Biography of Margaret Smith
The following biography of Margaret M Smith is an excerpt from the booklet “The life and work of Margaret M Smith (Anonymous 1982) and is identical to the information that was provided on the residence notice board during the selection process. Biographies of the other proposed persons are not included in this report for the sake of conciseness, but are kept on record in the residence.

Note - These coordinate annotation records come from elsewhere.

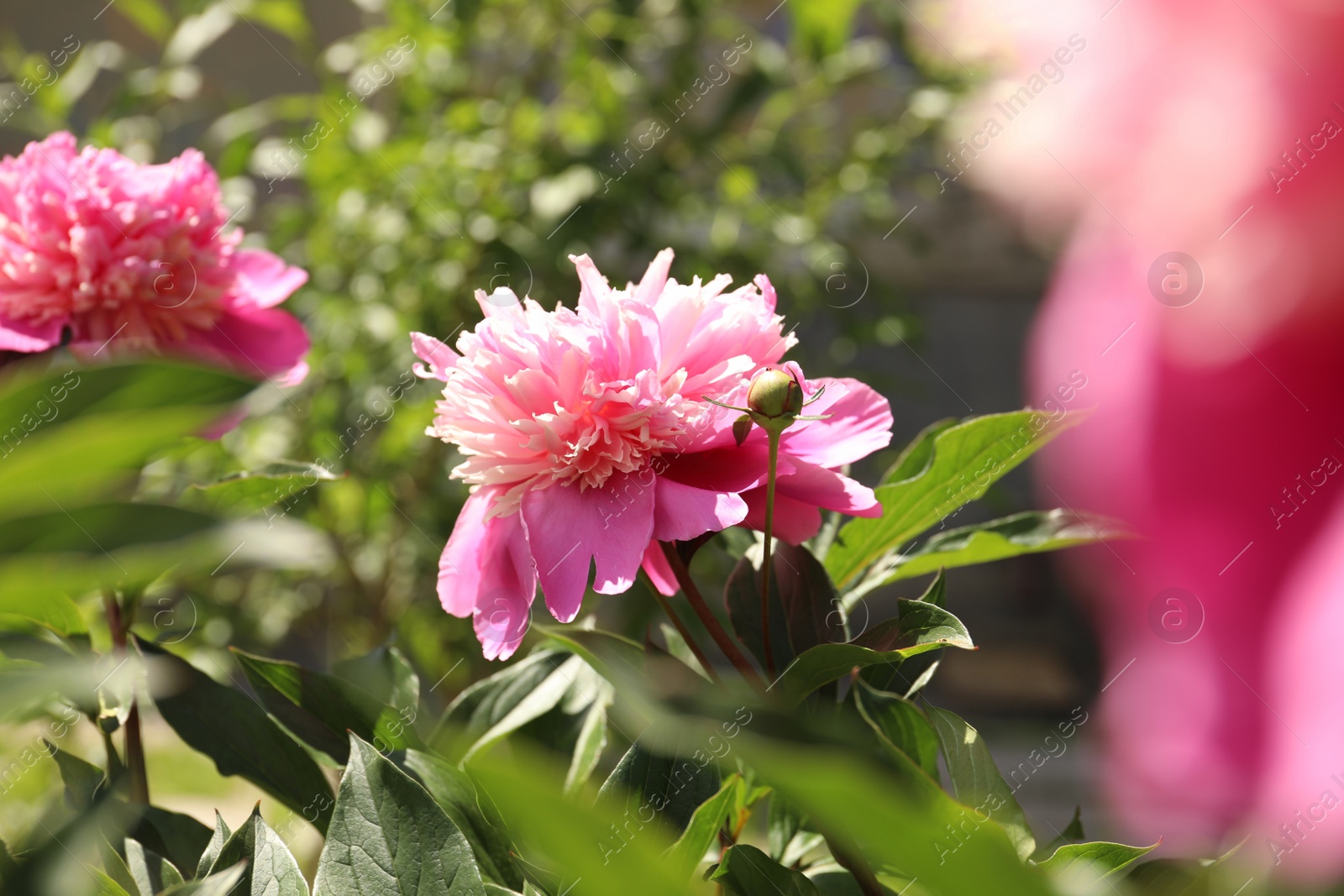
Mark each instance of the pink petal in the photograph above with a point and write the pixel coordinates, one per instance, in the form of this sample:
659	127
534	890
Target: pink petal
655	278
828	490
682	512
595	288
569	526
659	571
859	423
433	352
261	342
264	278
795	521
460	564
17	336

Margaret Mary Macdonald was born on the 26th September 1916 in Indwe, Cape Province, a small village on the border of Transkei. She was Head Girl and Head Scholar at Indwe High School as well as chairperson of the debating society, captain of netball and tennis and holder of the tennis shield for girls from1929 to 1932. She was an accomplished singer and musician and at the Wodehouse Eisteddfod in 1933 she won eight medals for singing (soprano and mezzo soprano), for violin in trio, for recitation, and for composing a sonnet, and English essay and poem. At the East London Eisteddfod the same year she was awarded the gold medal for singing (girls under 17). During these years she was also awarded music certificates for piano and harmony by the University of South Africa.
Mary Macdonald attended Rhodes University College in Grahamstown from 1934 to 1937, and was an active member of numerous committees. She was awarded her B.Sc. degree in 1936, majoring in physics and chemistry (with distinction), and became a senior demonstrator in chemistry in 1937. She also attended the Grahamstown Training College School of Music and obtained her U.T.L.M. for singing in 1936.

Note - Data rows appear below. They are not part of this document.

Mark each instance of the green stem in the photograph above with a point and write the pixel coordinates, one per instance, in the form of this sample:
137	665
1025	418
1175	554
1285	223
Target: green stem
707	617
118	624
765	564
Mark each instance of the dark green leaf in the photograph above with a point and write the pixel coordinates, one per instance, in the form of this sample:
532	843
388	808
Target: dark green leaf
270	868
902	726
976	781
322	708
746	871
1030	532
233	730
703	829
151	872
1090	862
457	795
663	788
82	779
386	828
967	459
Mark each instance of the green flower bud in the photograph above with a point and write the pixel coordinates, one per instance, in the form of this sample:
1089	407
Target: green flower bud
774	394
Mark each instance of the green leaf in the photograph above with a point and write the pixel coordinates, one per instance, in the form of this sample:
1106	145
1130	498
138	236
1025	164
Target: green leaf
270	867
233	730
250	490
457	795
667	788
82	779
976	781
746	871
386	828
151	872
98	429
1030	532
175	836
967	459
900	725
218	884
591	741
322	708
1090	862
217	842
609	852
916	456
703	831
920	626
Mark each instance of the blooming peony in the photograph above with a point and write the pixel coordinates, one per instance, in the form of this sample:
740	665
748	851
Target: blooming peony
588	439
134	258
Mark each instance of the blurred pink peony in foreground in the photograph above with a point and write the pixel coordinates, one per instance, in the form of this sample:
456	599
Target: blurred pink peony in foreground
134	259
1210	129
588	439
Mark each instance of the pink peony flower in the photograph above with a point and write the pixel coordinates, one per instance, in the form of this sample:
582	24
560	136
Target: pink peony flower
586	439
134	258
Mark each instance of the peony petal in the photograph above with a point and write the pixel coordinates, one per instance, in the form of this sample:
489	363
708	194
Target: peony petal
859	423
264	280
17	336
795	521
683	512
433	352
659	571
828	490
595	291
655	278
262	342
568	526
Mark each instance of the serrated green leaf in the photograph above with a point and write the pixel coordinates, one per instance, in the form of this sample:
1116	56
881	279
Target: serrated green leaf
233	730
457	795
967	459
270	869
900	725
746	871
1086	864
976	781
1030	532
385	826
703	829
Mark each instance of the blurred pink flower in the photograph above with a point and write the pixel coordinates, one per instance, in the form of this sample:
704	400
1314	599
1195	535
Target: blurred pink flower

For many years she tutored students in physics and chemistry and in 1945 she taught physics at St. Andrew’s College and chemistry at Rhodes University College.
Mary Macdonald and J.L.B. Smith were married on the 14th April 1938 in Florida, Transvaal. She explained that Mary Macdonald sounded good, but that Mary Smith was grim! Hence, from her marriage on she was known as Margaret.
Besides his professional interests in chemistry, J.L.B. Smith had since 1930 developed a keen interest in ichthyology, the study of fishes. His young wife soon became involved in his hobby and accompanied him on fishing trips and collecting expeditions. Eight months after their wedding they were presented with one of the outstanding scientific finds of the century – the living coelacanth, later named Latimeria chalumnae by J.L.B. Smith. From January to June 1939 the Smiths worked furiously on the description of this remarkable fish, and the manuscript was finally submitted to a scientific journal four days before their son William was born.
In 1946 the Department of Ichthyology was established at Rhodes University and J.L.B and Margaret Smith were able to devote all their energies to the production of an authoritative book on the sea fishes of southern Africa. One of their greatest problems was a lack of suitable illustrations. Margaret Smith, in typical pioneering style, took on the task. By sheer hard work, and without prior artistic training, she produced a fine series of colour paintings of our marine fishes. She later was recognised as one of the most accomplished fish illustrators in the world and she trained a host of new artists.
The Smiths mounted numerous fish collection expeditions to the coasts of South Africa and southern Mozambique from 1938 to 1949. The first edition of ‘The Sea Fishes of Southern Africa’ published in 1949, contained 685 illustrations (from a total of about 1320) by Margaret Smith, and was acclaimed worldwide.
A series of major expeditions was organised between 1951 and 1956. In addition to being a co-author, she produced a large number of figures, many of them in colour. One of her first major solo works was the description and illustration of the common marine fishes of South Africa in the “Ensiklopedie van die Wêreld”.
J.L.B. Smith often paid tribute to his wife’s work. In the acknowledgements to the “Sea Fishes” book he states “My wife has been my full-time partner from the beginning and has been artist, adviser, buffer, critic and secretary, and is one of the most skilful collectors of fish with many devices of her own. She has shared with me many hardships and sustained me when my courage has failed. But for her sprit, energy and unflagging enthusiasm this work could hardly have reached completion in any reasonable time.”
After the death of J.L.B. Smith in January 1968, Margaret Smith continued her ichthyological research in Grahamstown. At the end of 1968 the South African Council for Scientific and Industrial Research and Rhodes University decided to establish the J.L.B Smith Institute of Ichthyology. The task of supervising the transition from the old Department to the new Institute fell on Margaret and she was appointed the first director of the new Institute.
Margaret Smith served on the Senate and Faculty of Science of the University from 1968 to 1982 and was appointed an associate professor in 1980 and a full professor in 1981. On 30th April 1982 Margaret Smith retired as director, leaving behind her a vigorous and growing Institute, containing the largest collection of southern African marine fishes in the world, and a thriving new Department of Ichthyology and Fisheries Science.
During her remarkable scientific career, Margaret Smith had progressed from lecturer to technician, artist and taxonomist.